Poder e Governo
Na véspera de eleição para presidente da Alerj, PL cogita manter interino enquanto grupo de Paes mira traições
Sigla de Douglas Ruas modula estratégia em meio à possibilidade de que desembargador siga como governador; PSD pede voto secreto
Com os dados definidos para a realização da eleição que escolherá o novo presidente da Assembleia Legislativa do Rio (Alerj), as movimentações em torno de possíveis postulações ganharam força na quarta-feira. Pelo lado do PL, que detém a maior bancada da Casa, o nome mais forte é o deputado Douglas Ruas, pré-candidato ao governo estadual, mas ganha força no partido a possibilidade de manter no posto o atual interino, Guilherme Delaroli, que substituiu após o afastamento e posterior cassação de Rodrigo Bacellar. Já aliados do ex-prefeito (PSD) têm como principal apóstata Vitor Junior (PDT) e, em paralelo, miram eventuais traições no grupo rival para tentar contornar um cenário desfavorável.
Entenda:
Eleições:
De acordo com parlamentares ouvidos reservadamente, o impasse entre governistas está diretamente ligado às dúvidas sobre os desdobramentos jurídicos da eleição.

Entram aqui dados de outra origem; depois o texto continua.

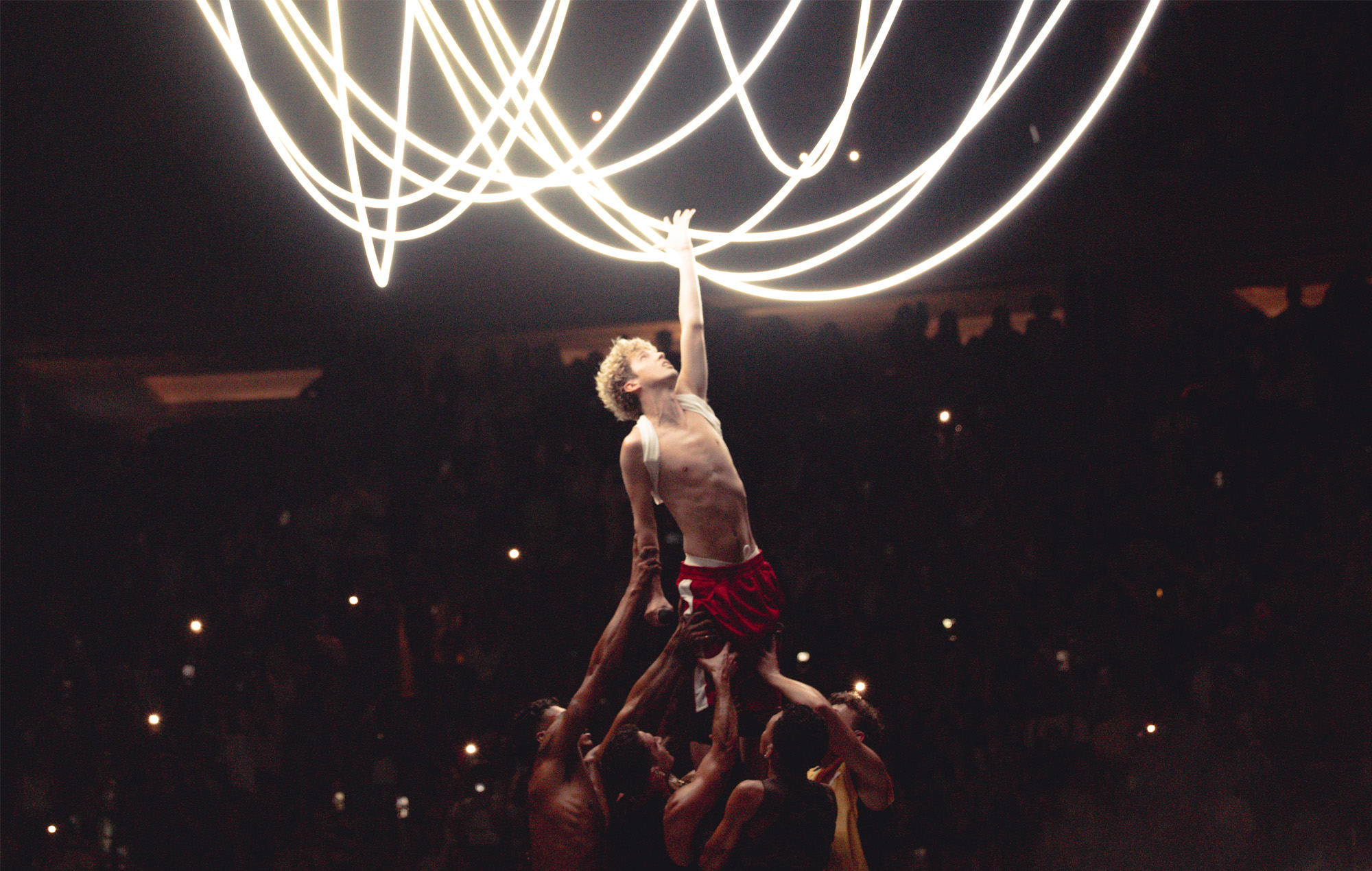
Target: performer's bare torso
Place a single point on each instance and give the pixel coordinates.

Há receio de que o futuro presidente da Alerj não possa assumir o governo do Rio pela linha sucessória, diante da decisão do Supremo Tribunal Federal (STF) que mantém o desembargador Ricardo Couto no comando do Executivo fluminense enquanto a apreciação do caso não é concluída pela Corte.

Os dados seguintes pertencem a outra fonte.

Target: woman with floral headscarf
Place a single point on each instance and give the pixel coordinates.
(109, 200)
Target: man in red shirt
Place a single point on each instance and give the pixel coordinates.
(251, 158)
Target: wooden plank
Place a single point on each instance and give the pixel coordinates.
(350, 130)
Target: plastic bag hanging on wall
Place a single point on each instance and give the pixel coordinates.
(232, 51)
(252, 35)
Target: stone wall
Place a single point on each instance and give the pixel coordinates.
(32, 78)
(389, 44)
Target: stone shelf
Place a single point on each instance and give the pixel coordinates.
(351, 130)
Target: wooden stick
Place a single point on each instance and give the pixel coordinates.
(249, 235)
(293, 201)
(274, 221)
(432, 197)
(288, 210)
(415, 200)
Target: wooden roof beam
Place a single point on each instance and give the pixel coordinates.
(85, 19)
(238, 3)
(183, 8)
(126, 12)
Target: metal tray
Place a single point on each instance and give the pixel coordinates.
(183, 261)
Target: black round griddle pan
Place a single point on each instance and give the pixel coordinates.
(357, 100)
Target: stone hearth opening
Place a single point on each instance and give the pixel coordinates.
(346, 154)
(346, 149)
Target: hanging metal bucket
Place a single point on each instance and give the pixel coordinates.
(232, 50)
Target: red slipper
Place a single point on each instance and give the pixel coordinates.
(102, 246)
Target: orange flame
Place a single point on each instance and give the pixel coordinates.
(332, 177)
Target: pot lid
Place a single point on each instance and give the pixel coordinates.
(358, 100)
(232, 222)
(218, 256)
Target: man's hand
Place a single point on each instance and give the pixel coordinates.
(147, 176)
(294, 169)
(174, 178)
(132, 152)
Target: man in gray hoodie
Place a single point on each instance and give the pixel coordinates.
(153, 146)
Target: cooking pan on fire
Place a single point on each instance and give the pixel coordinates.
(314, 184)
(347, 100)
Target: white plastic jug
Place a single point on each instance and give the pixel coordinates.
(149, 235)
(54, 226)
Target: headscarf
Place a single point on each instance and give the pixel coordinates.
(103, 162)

Neste cenário, sem ter acesso à máquina estadual, a cadeira se tornaria menos atrativa para Ruas. Reunida na quarta-feira, a bancada do PL não fechou a questão sobre o assunto, e uma posição definitiva deve ser tomada nesta quinta-feira.
A política próxima a Paes também chegou a sondar Delaroli para uma eventual costura, acenando com a possibilidade de não apoiar um nome de oposição caso ele fosse escolhido para permanecer no comando da Alerj. A estratégia, porém, foi rechaçada por caciques do PL, que descartaram qualquer composição que envolvesse diretamente os adversários.
A tática utilizada pelos aliados do ex-prefeito foi um indicativo de que seu núcleo busca se aproximar dos parlamentares do partido de Ruas. Segundo membros da Assembleia, o PSD também mira o apoio de siglas como PP e Republicanos, até então tidas como mais alinhadas ao PL.
Após a janela partidária, o PL passou por 23 deputados. Somando este número às bancadas de União Brasil e PP, partidos que já anunciaram apoio a Ruas na eleição ao governo em outubro, a aliança ultrapassa a barreira de 36 votos necessários para eleger um presidente da Casa. Por isso, em caso de votação aberta, a avaliação de lideranças é de uma vitória garantida do deputado do PL.
O PDT, no entanto, pediu à Justiça para que a votação seja secreta. A ação, assinada pelo próprio Vitor Junior e pela também deputada Martha Rocha, será comprovada pela desembargadora Suely Lopes Magalhães. Ela é vice-presidente do Tribunal de Justiça, Ricardo Couto, atual governador em exercício.
Mudança de posição
Na semana passada, o PSD chegou a se manifestar contra o voto secreto na Alerj em outras hipóteses, a de uma eleição indireta ao governo estadual. Na ocasião, a avaliação interna era de que Paes não teria maioria mesmo numa eleição secreta. Nos últimos dias, porém, aliados do ex-prefeito azeitaram a articulação para ampliar sua aliança, hoje com 22 votos em teses garantidas na Casa, o que renovou a procura por traições no grupo rival.
Ainda assim, o entorno de Ruas disponível que o voto secreto também pode ajudá-lo a fazer o movimento inverso, conquistando apoios inclusive no partido de Paes. Na eleição anterior à presidência da Alerj, em março, anulada em seguida pela Justiça do Rio, parte dos parlamentares do PSD votou em Ruas.
— Paes fez uma série de movimentos tentando passar por cima da Assembleia, e isso acabou unindo os deputados contra essa entrega — opina o presidente estadual do PL, deputado Altineu Côrtes.
Por ora, Rosenberg Reis (MDB) e Renata Souza (PSOL) também se posicionaram como possíveis postulantes à cadeira principal da Casa. O grupo de Paes, entretanto, tem o objetivo de desmobilizar a candidatura psolista, atraindo os cinco votos da legenda, e também se articula junto com as siglas nanicas, como Solidariedade e Avante, que chegaram a formar um bloco de cinco deputados no início do ano.